Moral Clarity


Frieren, episode 7

In which there exist creatures who use language only to deceive their enemies, to create an opportunity to strike.

Also, Fern teaches Stark that getting what you ask for is not the same as getting what you want, but also reinforces Frieren’s flaws with positive feedback.

Verdict: more, please, both serious and silly.

Tearmoon, episode 3

In which no plan survives contact with the enemy, especially when it’s authored by two nitwits. Fortunately, Our Hollow-Skulled Heroine succeeds by failing, although her interior monologue remains quite shouty. This week, our compensation comes in the form of a steam-filled bath; I’m not interested in having 12-year-old Mia de-steamed as a Buy-the-Bluray feature, but I’d like to see more of Anne and Rafina.

Verdict: Anne is Best Girl, in or out of the bath.

Potion Loli, episode 3

In which the wisdom of an overworked office lady destroys the spirits of the queen and every noble lady in the kingdom, which was way too talky but briefly funny, and then Our Potion Loli shoves off to Yet Another Kingdom to build a quiet life as housekeeper by day, vigilante healer by night.

Verdict: changing the cast every week forces Kaoru to carry the show solo, and her monologing is getting on my nerves. Don’t know how much more of it I can take. This week’s new cast isn’t in the ED animation, but the ones she’s already run away from are, so…?

(no, not that potion loli!)

Rerun’s Special Magic, episode 3

In which my primary reason for continuing to watch this show did not appear even once, and the story is dominated by Our Obnoxious Twintail Who Didn’t Even Gainax This Week and Our Lovestruck Gay Shota Bunnyboy. Bonus negative points for the mustache-twirling (or at least beard-stroking) villains on the school board.

Verdict: this show makes me nostalgic for Vermeil In Gold, and I didn’t really like that show, either. Although it had its charms.

Starfield photography

You have to tinker with exposure and filtering, turn off clipping in the console to adjust the height of the camera, and the way the game emulates depth-of-field is painfully awkward, but you can take some decent snapshots in Starfield, and the reward is that they get used as loading screens.

So, I don’t remember the name of this particular moon, but this is what I saw the moment I landed on it:

And this is what it looked like when I turned around:

Back on Toliman II, this young lady really needs to get her priorities straight, because she was absolutely terrified of a gang of Spacers hanging out in an abandoned mine a kilometer away, but wasn’t even a little bit worried about the three Terrormorphs currently sneaking up on her.

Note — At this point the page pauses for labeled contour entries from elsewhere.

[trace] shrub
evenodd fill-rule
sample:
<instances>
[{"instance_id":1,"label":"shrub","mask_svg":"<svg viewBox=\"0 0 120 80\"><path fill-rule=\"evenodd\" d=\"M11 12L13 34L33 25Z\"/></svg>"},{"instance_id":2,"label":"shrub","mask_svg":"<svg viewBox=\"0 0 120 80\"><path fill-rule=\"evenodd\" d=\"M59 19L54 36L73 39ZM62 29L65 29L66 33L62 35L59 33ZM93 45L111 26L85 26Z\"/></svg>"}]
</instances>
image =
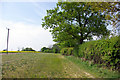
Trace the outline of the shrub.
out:
<instances>
[{"instance_id":1,"label":"shrub","mask_svg":"<svg viewBox=\"0 0 120 80\"><path fill-rule=\"evenodd\" d=\"M83 43L77 55L120 71L120 36Z\"/></svg>"},{"instance_id":2,"label":"shrub","mask_svg":"<svg viewBox=\"0 0 120 80\"><path fill-rule=\"evenodd\" d=\"M61 49L60 53L62 55L73 55L73 48L72 47L63 48L63 49Z\"/></svg>"}]
</instances>

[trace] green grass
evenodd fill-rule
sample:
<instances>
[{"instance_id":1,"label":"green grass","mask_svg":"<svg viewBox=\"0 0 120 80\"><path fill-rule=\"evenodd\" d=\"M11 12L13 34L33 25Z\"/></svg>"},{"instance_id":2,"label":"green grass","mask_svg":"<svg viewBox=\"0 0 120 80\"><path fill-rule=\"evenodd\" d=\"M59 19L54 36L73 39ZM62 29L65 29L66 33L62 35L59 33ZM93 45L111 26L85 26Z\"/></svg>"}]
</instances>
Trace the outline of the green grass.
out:
<instances>
[{"instance_id":1,"label":"green grass","mask_svg":"<svg viewBox=\"0 0 120 80\"><path fill-rule=\"evenodd\" d=\"M95 78L108 77L96 73L87 63L73 56L52 53L2 55L3 78ZM95 68L95 67L93 67ZM93 71L91 71L93 70ZM113 74L114 77L116 74Z\"/></svg>"},{"instance_id":2,"label":"green grass","mask_svg":"<svg viewBox=\"0 0 120 80\"><path fill-rule=\"evenodd\" d=\"M89 62L82 61L78 57L65 56L68 60L72 61L79 66L80 69L89 72L97 78L120 78L120 73L115 71L110 71L104 68L98 68L97 64L90 64Z\"/></svg>"}]
</instances>

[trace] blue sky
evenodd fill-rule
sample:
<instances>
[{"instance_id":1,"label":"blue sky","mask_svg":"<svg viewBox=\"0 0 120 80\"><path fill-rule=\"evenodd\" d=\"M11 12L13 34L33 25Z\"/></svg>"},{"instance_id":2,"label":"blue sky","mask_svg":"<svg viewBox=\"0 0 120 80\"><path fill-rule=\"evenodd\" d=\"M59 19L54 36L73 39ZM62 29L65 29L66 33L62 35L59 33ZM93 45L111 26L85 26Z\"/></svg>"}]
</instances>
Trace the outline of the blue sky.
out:
<instances>
[{"instance_id":1,"label":"blue sky","mask_svg":"<svg viewBox=\"0 0 120 80\"><path fill-rule=\"evenodd\" d=\"M6 49L7 29L10 28L9 50L18 50L23 47L32 47L40 50L54 44L49 30L42 28L42 18L46 10L56 6L51 2L0 2L0 51Z\"/></svg>"},{"instance_id":2,"label":"blue sky","mask_svg":"<svg viewBox=\"0 0 120 80\"><path fill-rule=\"evenodd\" d=\"M46 10L53 9L55 2L3 2L2 19L40 25Z\"/></svg>"}]
</instances>

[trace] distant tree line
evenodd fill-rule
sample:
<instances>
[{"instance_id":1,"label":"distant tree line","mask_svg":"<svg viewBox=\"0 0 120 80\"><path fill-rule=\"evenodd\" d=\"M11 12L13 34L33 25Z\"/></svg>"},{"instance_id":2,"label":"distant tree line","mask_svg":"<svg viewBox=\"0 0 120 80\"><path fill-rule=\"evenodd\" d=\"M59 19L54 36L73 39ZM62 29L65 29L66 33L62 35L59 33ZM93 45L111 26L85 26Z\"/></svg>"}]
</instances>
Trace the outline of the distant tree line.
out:
<instances>
[{"instance_id":1,"label":"distant tree line","mask_svg":"<svg viewBox=\"0 0 120 80\"><path fill-rule=\"evenodd\" d=\"M52 46L52 48L47 48L47 47L43 47L41 48L41 52L45 52L45 53L59 53L60 52L60 48L57 44L54 44Z\"/></svg>"},{"instance_id":2,"label":"distant tree line","mask_svg":"<svg viewBox=\"0 0 120 80\"><path fill-rule=\"evenodd\" d=\"M21 51L35 51L35 50L27 47L27 48L23 48Z\"/></svg>"}]
</instances>

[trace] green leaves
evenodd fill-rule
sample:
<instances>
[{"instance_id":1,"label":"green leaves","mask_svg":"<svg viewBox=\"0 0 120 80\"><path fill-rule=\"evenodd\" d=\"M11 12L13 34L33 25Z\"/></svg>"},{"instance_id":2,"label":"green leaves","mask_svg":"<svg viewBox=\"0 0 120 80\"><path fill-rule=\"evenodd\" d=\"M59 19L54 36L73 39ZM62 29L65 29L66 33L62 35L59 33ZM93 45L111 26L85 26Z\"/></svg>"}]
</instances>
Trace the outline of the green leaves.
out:
<instances>
[{"instance_id":1,"label":"green leaves","mask_svg":"<svg viewBox=\"0 0 120 80\"><path fill-rule=\"evenodd\" d=\"M104 13L91 8L83 2L58 2L56 8L47 10L42 27L51 28L54 41L64 47L82 44L93 35L108 35Z\"/></svg>"}]
</instances>

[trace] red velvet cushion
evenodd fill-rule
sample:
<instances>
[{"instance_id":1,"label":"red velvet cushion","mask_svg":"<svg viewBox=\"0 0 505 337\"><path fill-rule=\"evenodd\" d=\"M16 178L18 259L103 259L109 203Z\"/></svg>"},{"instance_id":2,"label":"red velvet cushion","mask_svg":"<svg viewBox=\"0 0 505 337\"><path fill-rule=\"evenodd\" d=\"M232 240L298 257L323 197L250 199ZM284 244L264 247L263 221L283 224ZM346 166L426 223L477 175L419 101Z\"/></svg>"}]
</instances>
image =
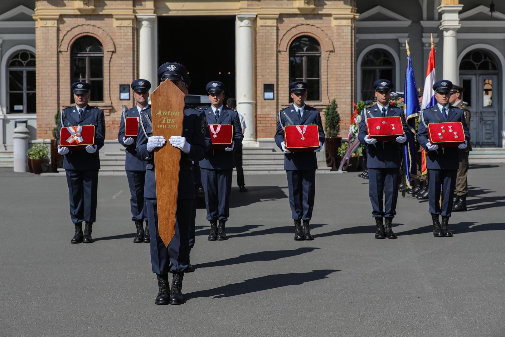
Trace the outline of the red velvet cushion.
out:
<instances>
[{"instance_id":1,"label":"red velvet cushion","mask_svg":"<svg viewBox=\"0 0 505 337\"><path fill-rule=\"evenodd\" d=\"M302 136L298 128L305 132ZM303 137L305 139L302 139ZM317 125L288 125L284 127L284 143L286 149L291 152L313 151L319 148L319 130Z\"/></svg>"},{"instance_id":2,"label":"red velvet cushion","mask_svg":"<svg viewBox=\"0 0 505 337\"><path fill-rule=\"evenodd\" d=\"M430 123L428 124L430 142L439 148L456 148L465 142L465 132L461 122Z\"/></svg>"},{"instance_id":3,"label":"red velvet cushion","mask_svg":"<svg viewBox=\"0 0 505 337\"><path fill-rule=\"evenodd\" d=\"M214 127L214 132L212 132L211 125ZM218 128L221 126L219 131ZM211 139L212 150L223 150L225 148L231 148L231 143L233 141L233 126L229 124L209 124L209 131L211 133Z\"/></svg>"},{"instance_id":4,"label":"red velvet cushion","mask_svg":"<svg viewBox=\"0 0 505 337\"><path fill-rule=\"evenodd\" d=\"M78 126L62 127L60 130L60 146L68 148L71 151L83 150L88 145L94 145L94 125L81 125L81 132L77 132ZM68 128L73 131L71 133ZM69 140L71 136L73 138Z\"/></svg>"},{"instance_id":5,"label":"red velvet cushion","mask_svg":"<svg viewBox=\"0 0 505 337\"><path fill-rule=\"evenodd\" d=\"M375 138L377 141L394 140L403 134L401 118L398 116L367 118L367 130L370 137Z\"/></svg>"}]
</instances>

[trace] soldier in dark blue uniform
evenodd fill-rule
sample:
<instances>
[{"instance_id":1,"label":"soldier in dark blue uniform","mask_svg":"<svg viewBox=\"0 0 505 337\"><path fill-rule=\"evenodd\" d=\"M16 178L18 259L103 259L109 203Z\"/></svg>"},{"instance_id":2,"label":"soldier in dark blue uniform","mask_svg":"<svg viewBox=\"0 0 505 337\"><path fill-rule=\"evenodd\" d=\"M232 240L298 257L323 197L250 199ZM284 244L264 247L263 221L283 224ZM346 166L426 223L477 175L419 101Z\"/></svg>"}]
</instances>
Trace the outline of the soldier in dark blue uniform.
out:
<instances>
[{"instance_id":1,"label":"soldier in dark blue uniform","mask_svg":"<svg viewBox=\"0 0 505 337\"><path fill-rule=\"evenodd\" d=\"M456 175L460 165L459 150L466 149L470 139L468 126L462 110L449 104L452 83L448 80L441 80L433 84L437 104L424 109L419 117L417 140L427 153L426 167L428 175L428 201L431 214L433 236L436 237L452 236L449 230L449 218L452 210L452 195L456 184ZM428 124L430 123L461 122L466 140L457 148L439 149L430 142ZM442 187L441 191L440 186ZM439 204L440 194L442 205ZM442 215L440 225L438 216Z\"/></svg>"},{"instance_id":2,"label":"soldier in dark blue uniform","mask_svg":"<svg viewBox=\"0 0 505 337\"><path fill-rule=\"evenodd\" d=\"M185 67L175 62L163 64L158 72L158 78L162 82L168 79L183 92L185 92L184 76L187 73ZM158 231L154 155L157 149L167 144L167 139L162 136L153 135L150 108L142 113L137 136L135 155L139 159L147 161L144 197L149 219L149 231L153 238L150 240L151 265L158 281L158 295L155 301L156 304L184 303L182 279L184 272L189 265L189 226L194 199L192 161L201 160L206 151L205 122L199 113L189 113L188 109L184 111L182 136L173 136L168 139L172 146L180 149L182 152L179 171L175 234L168 248L160 237ZM173 273L171 290L168 284L170 271Z\"/></svg>"},{"instance_id":3,"label":"soldier in dark blue uniform","mask_svg":"<svg viewBox=\"0 0 505 337\"><path fill-rule=\"evenodd\" d=\"M360 142L367 148L368 167L369 190L372 202L372 216L375 219L376 238L396 238L391 229L393 218L396 214L396 201L398 199L398 176L400 163L401 162L402 147L407 144L407 137L410 134L403 111L389 105L389 98L393 89L393 83L385 79L379 79L374 82L377 102L371 108L361 112L360 132L358 137ZM380 117L399 116L403 125L403 135L392 141L379 141L370 138L367 130L367 118ZM385 195L383 208L382 199ZM384 218L384 224L382 218Z\"/></svg>"},{"instance_id":4,"label":"soldier in dark blue uniform","mask_svg":"<svg viewBox=\"0 0 505 337\"><path fill-rule=\"evenodd\" d=\"M305 104L307 86L307 83L302 81L289 84L293 104L279 112L275 134L275 142L284 153L284 169L287 175L289 206L291 216L294 220L294 239L297 241L314 239L311 234L310 223L316 195L316 170L317 169L316 153L321 151L325 137L319 111ZM284 126L309 124L318 126L319 148L314 152L291 153L286 150L284 139Z\"/></svg>"},{"instance_id":5,"label":"soldier in dark blue uniform","mask_svg":"<svg viewBox=\"0 0 505 337\"><path fill-rule=\"evenodd\" d=\"M96 218L98 170L100 168L98 150L104 146L105 139L105 118L102 110L88 105L91 89L91 84L85 82L72 84L76 105L62 111L56 138L56 143L59 144L60 131L62 127L95 126L95 145L87 146L85 151L70 152L68 148L58 146L58 153L64 156L63 168L68 185L70 217L75 227L75 234L71 241L72 244L92 242L91 230ZM86 222L84 233L82 221Z\"/></svg>"},{"instance_id":6,"label":"soldier in dark blue uniform","mask_svg":"<svg viewBox=\"0 0 505 337\"><path fill-rule=\"evenodd\" d=\"M145 179L145 165L147 161L140 160L135 155L135 141L131 137L125 137L125 123L126 117L138 118L142 110L150 107L147 104L149 89L151 83L145 79L136 79L131 83L133 90L133 98L136 105L121 115L121 121L119 124L118 140L124 146L125 149L125 170L130 187L130 208L131 210L132 220L135 222L137 235L133 239L136 243L148 243L150 239L149 235L149 224L147 213L144 211L145 204L144 200L144 183ZM142 222L145 220L145 230L142 228Z\"/></svg>"},{"instance_id":7,"label":"soldier in dark blue uniform","mask_svg":"<svg viewBox=\"0 0 505 337\"><path fill-rule=\"evenodd\" d=\"M229 124L233 126L233 142L231 148L211 150L200 162L201 184L205 195L207 220L211 223L210 241L226 240L225 224L230 216L229 198L231 191L231 177L235 161L233 149L240 146L242 134L238 113L227 109L223 104L226 88L219 81L211 81L207 85L211 106L204 111L210 124ZM219 221L219 226L217 222Z\"/></svg>"}]
</instances>

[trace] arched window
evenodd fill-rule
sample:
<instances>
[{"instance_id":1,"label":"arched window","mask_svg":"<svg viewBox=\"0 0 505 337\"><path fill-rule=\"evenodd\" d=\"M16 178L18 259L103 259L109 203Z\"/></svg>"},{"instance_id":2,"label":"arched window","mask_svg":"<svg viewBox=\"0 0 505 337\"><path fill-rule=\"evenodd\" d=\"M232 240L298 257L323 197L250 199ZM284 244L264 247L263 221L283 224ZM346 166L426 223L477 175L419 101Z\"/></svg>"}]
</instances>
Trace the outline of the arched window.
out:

(if you’re going to populate the universe with procedural content, you really ought to have some knobs and buttons to tweak, so you don’t end up with oblivious technicians hanging out in t-shirts in -18°C weather on a world where there’s a whole set of quests about how the entire population was wiped out by psychopathic mind-controlling xeno-critters)

(zero-atmosphere outdoor picnics are another common find)

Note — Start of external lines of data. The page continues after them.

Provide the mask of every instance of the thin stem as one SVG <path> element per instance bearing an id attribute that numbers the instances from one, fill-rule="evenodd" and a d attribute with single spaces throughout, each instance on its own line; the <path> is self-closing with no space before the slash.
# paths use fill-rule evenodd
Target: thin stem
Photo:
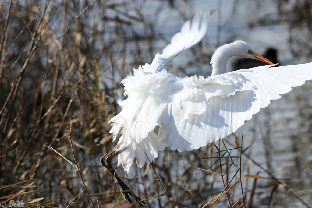
<path id="1" fill-rule="evenodd" d="M 92 204 L 92 206 L 93 206 L 93 207 L 95 207 L 94 206 L 94 204 L 93 204 L 93 202 L 92 201 L 92 200 L 91 199 L 91 197 L 90 196 L 90 195 L 89 194 L 89 192 L 88 191 L 88 189 L 87 189 L 87 186 L 85 185 L 85 181 L 83 180 L 83 178 L 82 178 L 82 176 L 81 174 L 81 173 L 80 172 L 80 171 L 79 170 L 79 167 L 78 167 L 78 164 L 77 164 L 77 162 L 76 160 L 76 157 L 75 157 L 75 153 L 74 152 L 74 148 L 73 147 L 73 143 L 71 142 L 71 128 L 70 129 L 68 130 L 68 133 L 69 134 L 69 140 L 71 141 L 71 151 L 73 152 L 73 155 L 74 156 L 74 159 L 75 161 L 75 163 L 76 164 L 76 165 L 77 167 L 77 169 L 78 170 L 78 172 L 79 173 L 79 175 L 80 177 L 80 178 L 81 179 L 81 180 L 82 181 L 82 183 L 83 184 L 83 186 L 85 186 L 85 191 L 87 192 L 87 195 L 88 195 L 88 196 L 89 197 L 89 199 L 91 201 L 91 203 Z"/>
<path id="2" fill-rule="evenodd" d="M 241 154 L 242 150 L 243 147 L 243 137 L 244 135 L 244 125 L 243 125 L 243 130 L 241 133 L 241 157 L 240 157 L 239 162 L 239 178 L 241 180 L 241 196 L 243 197 L 243 202 L 244 203 L 244 206 L 246 208 L 246 205 L 245 204 L 245 198 L 244 197 L 244 191 L 243 190 L 242 183 L 241 182 Z"/>

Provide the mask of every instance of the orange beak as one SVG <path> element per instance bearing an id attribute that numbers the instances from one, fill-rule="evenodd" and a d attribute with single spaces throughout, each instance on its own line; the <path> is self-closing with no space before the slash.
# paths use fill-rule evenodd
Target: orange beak
<path id="1" fill-rule="evenodd" d="M 256 53 L 255 53 L 254 54 L 253 54 L 254 56 L 256 58 L 256 59 L 258 59 L 259 60 L 263 61 L 264 63 L 266 63 L 267 64 L 270 64 L 270 65 L 272 65 L 272 64 L 274 64 L 272 62 L 269 60 L 266 59 L 264 57 L 263 57 L 262 56 L 259 55 Z"/>

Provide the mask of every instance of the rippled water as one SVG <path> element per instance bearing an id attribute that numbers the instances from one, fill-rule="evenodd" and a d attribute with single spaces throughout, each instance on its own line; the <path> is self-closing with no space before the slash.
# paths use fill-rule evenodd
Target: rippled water
<path id="1" fill-rule="evenodd" d="M 178 12 L 173 12 L 168 4 L 164 2 L 147 1 L 143 7 L 143 12 L 147 19 L 153 22 L 153 16 L 149 16 L 149 12 L 154 12 L 155 7 L 160 6 L 160 4 L 164 4 L 161 6 L 160 17 L 155 24 L 156 29 L 170 39 L 179 30 L 184 20 L 180 18 Z M 292 56 L 288 42 L 289 25 L 287 21 L 281 21 L 282 18 L 278 16 L 275 1 L 197 1 L 188 3 L 187 13 L 207 11 L 212 13 L 207 35 L 203 41 L 208 45 L 208 51 L 213 51 L 215 46 L 227 43 L 230 41 L 242 40 L 260 54 L 264 54 L 269 47 L 277 49 L 280 65 L 309 62 L 306 57 L 299 59 Z M 221 15 L 217 13 L 218 9 L 222 11 Z M 218 32 L 218 25 L 220 23 L 222 29 Z M 253 27 L 250 27 L 252 25 Z M 165 44 L 162 40 L 158 41 L 157 46 L 160 51 Z M 183 56 L 176 58 L 172 65 L 183 64 Z M 229 61 L 228 71 L 232 70 L 232 62 L 236 58 L 231 58 Z M 204 71 L 195 68 L 192 68 L 192 73 L 204 75 L 209 73 L 210 70 Z M 280 99 L 272 101 L 268 107 L 262 109 L 246 122 L 243 148 L 246 147 L 256 138 L 251 147 L 246 152 L 246 154 L 276 178 L 280 179 L 291 189 L 291 191 L 312 206 L 311 126 L 312 81 L 309 81 L 282 95 Z M 240 128 L 236 134 L 241 136 L 242 130 L 242 128 Z M 234 143 L 233 137 L 227 139 Z M 246 157 L 243 158 L 242 174 L 244 175 L 247 173 L 248 158 Z M 261 168 L 253 163 L 251 163 L 250 167 L 250 174 L 256 174 L 260 171 L 260 176 L 269 177 L 267 173 L 261 172 Z M 249 190 L 252 189 L 254 181 L 254 179 L 249 180 Z M 217 182 L 217 186 L 215 188 L 217 189 L 219 186 L 222 191 L 223 186 L 220 182 Z M 278 186 L 276 182 L 259 179 L 257 182 L 254 207 L 267 207 L 270 203 L 272 207 L 306 207 L 287 193 L 282 186 Z M 216 193 L 219 192 L 216 191 Z"/>

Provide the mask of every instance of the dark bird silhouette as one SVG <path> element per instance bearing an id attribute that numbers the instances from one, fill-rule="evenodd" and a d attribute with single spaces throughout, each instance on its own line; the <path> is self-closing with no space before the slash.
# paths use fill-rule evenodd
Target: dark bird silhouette
<path id="1" fill-rule="evenodd" d="M 275 49 L 269 48 L 266 51 L 266 55 L 264 56 L 263 57 L 272 61 L 273 64 L 277 64 L 279 62 L 276 57 L 277 53 L 277 52 Z M 267 64 L 265 63 L 256 59 L 246 58 L 240 58 L 234 63 L 233 70 L 246 69 L 266 65 Z"/>

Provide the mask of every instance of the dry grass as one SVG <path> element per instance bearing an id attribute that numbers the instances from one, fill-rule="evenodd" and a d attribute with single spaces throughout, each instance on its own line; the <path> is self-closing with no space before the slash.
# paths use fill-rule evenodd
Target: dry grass
<path id="1" fill-rule="evenodd" d="M 129 206 L 100 159 L 116 144 L 107 122 L 120 110 L 120 80 L 132 66 L 150 62 L 160 51 L 155 46 L 168 43 L 154 29 L 157 12 L 146 19 L 141 3 L 0 3 L 0 201 L 7 206 L 11 200 L 22 200 L 25 207 Z M 207 45 L 192 49 L 189 61 L 174 72 L 207 67 Z M 242 150 L 242 137 L 231 136 L 235 144 L 224 139 L 191 152 L 166 149 L 143 169 L 134 165 L 128 175 L 117 171 L 149 199 L 148 207 L 252 207 L 259 179 L 309 207 L 252 158 L 242 176 L 241 152 L 252 143 Z M 252 163 L 268 177 L 250 172 Z"/>

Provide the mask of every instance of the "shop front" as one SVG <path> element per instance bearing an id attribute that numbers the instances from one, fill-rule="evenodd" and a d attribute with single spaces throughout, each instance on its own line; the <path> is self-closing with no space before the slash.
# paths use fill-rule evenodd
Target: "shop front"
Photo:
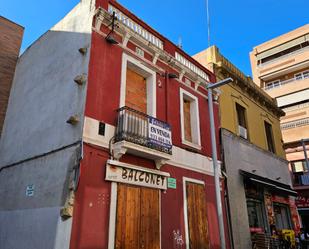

If you buy the physical edition of Starfield for Windows, you get a DVD box with a Steam code inside, so you might as well skip the middleman. It’s only really useful if you need to buy it as a Christmas/Birthday present.

(I got it free as part of Game Pass Ultimate, but MS alumni price is half of retail if I didn’t have that, or if it eventually leaves the portfolio)

Before Firefly

…there was Titan A.E.? There are plenty of reasons that this movie flopped, but it wasn’t the fault of the screenwriters: Ben Edlund & Joss Whedon. If they’d had any creative control, they might not have gone for the magical genocide ending, although they might have added some waif-fu.